CONSERVATION OF BLOOD (Latin conservare to store, keep) — methods of storage of blood out of an organism in a condition of its biological and functional full value. At conservation blood does not lose sterility, liquid properties during a certain term that allows to prepare and apply it to transfusion with to lay down. purpose.
The Russian scientist V. V. Sutugin for the first time in 1865 stated the idea To. to. for the purpose of its subsequent use at a military injury. In 1867
B. Rautenberg suggested to prevent a blood coagulation by means of addition of sodium carbonate. Systematic studying of problem K. to. in the USSR began in 1926 in Moscow, in first-ever Research in-those hematology and hemotransfusion. The big contribution to development of this problem was made D. N. Belenky, by C. I. Spasokukotsky, A. A. Bagdasarov, S. D. Balakhovsky, A. N. Filatov, S.E. Severin, F. R. Vinograd-Finkel, P. M. Maximov and many others.
In the 30th for To. to. began to apply TsIPK liquid — 5% solution of citrate to small cultivation (1:9) and the TsIPK glyukozotsitratny preservative No. 1.
By 1940 in the USSR the main objectives of problem K were resolved. to. also is established to lay down. efficiency of such blood that allowed to implement widely in practice its mass preparation. During 1941 — 1945 ways of prevention of bacterial pollution of blood at its mass preparation and storage were developed, and also the new preserving environments with citrate sodium citrate and antiseptic agents. It considerably increased quality To. to. also reduced danger of hemotransfusionic complications.
In the next years the theoretical and practical researches directed to lengthening of shelf-lifes of blood at temperatures continued it is above also lower than 0 ° — in the liquid and frozen state.
Conservation of blood at temperatures over 0 °
Conservation of blood at temperatures over 0 ° is carried out on purpose: 1) to stabilize in vitro blood in liquid state, i.e. to protect from coagulation, binding or destruction of any its component; 2) to keep funkts, activity and morfol. structure of blood cells, the exchange processes allowing to support on datum level or close to normal in them and circulation in circulatory system of an organism; 3) to keep ability to survival in an organism of the recipient after a transfusion; 4) to keep blood in a sterile state.

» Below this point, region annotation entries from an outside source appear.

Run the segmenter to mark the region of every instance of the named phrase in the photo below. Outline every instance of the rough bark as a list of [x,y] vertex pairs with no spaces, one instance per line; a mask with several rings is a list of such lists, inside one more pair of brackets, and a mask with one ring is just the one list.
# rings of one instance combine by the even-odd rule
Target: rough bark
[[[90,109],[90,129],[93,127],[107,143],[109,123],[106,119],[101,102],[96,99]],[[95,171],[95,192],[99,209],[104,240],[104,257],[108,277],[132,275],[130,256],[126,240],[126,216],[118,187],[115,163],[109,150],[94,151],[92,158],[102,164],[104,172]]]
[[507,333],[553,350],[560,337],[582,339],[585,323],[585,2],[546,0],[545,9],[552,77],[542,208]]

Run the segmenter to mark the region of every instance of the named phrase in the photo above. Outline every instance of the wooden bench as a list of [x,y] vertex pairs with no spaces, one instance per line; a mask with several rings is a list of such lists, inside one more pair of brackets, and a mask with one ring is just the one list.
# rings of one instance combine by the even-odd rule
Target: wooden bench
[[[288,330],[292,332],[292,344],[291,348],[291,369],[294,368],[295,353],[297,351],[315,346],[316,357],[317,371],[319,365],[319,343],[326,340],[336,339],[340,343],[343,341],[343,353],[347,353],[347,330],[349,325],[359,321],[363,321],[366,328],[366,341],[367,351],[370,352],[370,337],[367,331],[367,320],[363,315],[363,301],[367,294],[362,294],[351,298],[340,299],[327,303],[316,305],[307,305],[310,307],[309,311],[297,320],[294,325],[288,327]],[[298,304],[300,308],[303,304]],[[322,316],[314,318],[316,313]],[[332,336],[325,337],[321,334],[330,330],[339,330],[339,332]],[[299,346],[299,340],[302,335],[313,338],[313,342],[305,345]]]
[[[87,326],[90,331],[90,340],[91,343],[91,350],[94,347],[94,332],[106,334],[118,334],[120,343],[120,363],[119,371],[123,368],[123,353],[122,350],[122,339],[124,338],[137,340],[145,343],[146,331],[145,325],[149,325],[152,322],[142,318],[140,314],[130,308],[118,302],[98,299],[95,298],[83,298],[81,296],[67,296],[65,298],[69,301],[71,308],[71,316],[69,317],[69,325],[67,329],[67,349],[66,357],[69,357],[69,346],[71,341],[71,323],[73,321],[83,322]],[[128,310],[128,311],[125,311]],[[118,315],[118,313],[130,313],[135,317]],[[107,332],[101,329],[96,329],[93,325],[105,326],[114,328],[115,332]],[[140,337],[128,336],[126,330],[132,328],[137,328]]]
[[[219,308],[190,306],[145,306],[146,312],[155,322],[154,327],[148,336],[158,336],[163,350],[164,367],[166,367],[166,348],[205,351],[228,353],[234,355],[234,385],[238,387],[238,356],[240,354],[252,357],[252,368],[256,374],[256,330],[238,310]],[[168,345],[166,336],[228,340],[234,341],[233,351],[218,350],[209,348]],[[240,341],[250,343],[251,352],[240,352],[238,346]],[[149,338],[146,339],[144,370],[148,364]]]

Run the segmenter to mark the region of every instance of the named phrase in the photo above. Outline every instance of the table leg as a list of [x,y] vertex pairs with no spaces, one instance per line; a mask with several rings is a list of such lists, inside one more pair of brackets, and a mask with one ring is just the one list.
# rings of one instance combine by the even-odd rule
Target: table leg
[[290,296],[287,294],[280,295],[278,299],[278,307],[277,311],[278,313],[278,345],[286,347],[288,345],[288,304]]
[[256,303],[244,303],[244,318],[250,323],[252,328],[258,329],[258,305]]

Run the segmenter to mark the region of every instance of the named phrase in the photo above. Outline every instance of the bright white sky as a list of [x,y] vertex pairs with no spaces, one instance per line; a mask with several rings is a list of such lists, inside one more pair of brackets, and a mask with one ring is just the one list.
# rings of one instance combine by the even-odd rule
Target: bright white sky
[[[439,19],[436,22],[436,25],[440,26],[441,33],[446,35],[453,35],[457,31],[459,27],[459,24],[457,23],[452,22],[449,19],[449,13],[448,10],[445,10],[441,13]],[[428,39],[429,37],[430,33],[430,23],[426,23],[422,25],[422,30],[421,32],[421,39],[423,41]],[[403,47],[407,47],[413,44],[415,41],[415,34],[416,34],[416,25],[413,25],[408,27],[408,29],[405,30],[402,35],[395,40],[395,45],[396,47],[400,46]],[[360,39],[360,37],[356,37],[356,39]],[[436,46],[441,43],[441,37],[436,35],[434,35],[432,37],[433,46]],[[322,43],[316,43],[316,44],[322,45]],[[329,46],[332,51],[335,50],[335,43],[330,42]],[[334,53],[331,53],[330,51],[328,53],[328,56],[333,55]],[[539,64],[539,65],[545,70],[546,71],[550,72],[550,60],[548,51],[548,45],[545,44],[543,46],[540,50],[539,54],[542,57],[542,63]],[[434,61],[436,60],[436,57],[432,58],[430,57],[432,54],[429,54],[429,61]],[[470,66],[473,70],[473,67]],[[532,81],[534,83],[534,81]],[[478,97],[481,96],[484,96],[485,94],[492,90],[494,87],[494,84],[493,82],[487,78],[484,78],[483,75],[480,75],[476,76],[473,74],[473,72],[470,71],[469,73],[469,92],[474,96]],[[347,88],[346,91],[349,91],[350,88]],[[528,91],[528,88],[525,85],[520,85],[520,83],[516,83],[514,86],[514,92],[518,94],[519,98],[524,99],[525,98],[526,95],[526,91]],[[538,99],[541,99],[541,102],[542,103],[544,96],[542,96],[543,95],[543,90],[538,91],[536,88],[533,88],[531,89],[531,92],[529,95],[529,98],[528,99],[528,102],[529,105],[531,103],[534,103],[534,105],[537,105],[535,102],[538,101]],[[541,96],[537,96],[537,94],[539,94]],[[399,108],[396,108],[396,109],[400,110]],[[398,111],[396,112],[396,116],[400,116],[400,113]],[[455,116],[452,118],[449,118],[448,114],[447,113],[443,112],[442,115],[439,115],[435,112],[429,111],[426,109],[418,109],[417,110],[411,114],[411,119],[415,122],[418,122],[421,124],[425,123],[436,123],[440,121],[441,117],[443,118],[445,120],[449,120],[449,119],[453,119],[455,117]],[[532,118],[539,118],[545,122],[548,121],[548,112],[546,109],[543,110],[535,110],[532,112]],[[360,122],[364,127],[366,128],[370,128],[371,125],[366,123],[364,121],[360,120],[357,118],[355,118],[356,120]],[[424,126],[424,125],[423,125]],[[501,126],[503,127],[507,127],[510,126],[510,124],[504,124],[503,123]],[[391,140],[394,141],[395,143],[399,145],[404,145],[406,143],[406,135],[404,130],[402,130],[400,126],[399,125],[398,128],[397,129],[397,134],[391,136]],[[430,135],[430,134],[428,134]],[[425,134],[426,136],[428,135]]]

As stabilizers received the greatest distribution lemon to - that and citrate sodium citrate. The mechanism of their action consists in binding of calcium ions that prevents a blood coagulation.
Disodium salt of ethylene diamine tetraacetate — EDTANA 2 — also connects calcium ions. However at the same time it causes binding of potassium ions and magnesium and early hemolysis of stored blood that limited its use. Heparin (50 — 60 mg on 1 l of blood) is used for stabilization of blood of hl. obr. in cardiopulmonary bypasses. A shortcoming it is restriction of terms of stabilization (to 24 hours) and formation of clots at the expense of an inactivation of heparin in this connection it is applied only for short-term (several hours) To. to.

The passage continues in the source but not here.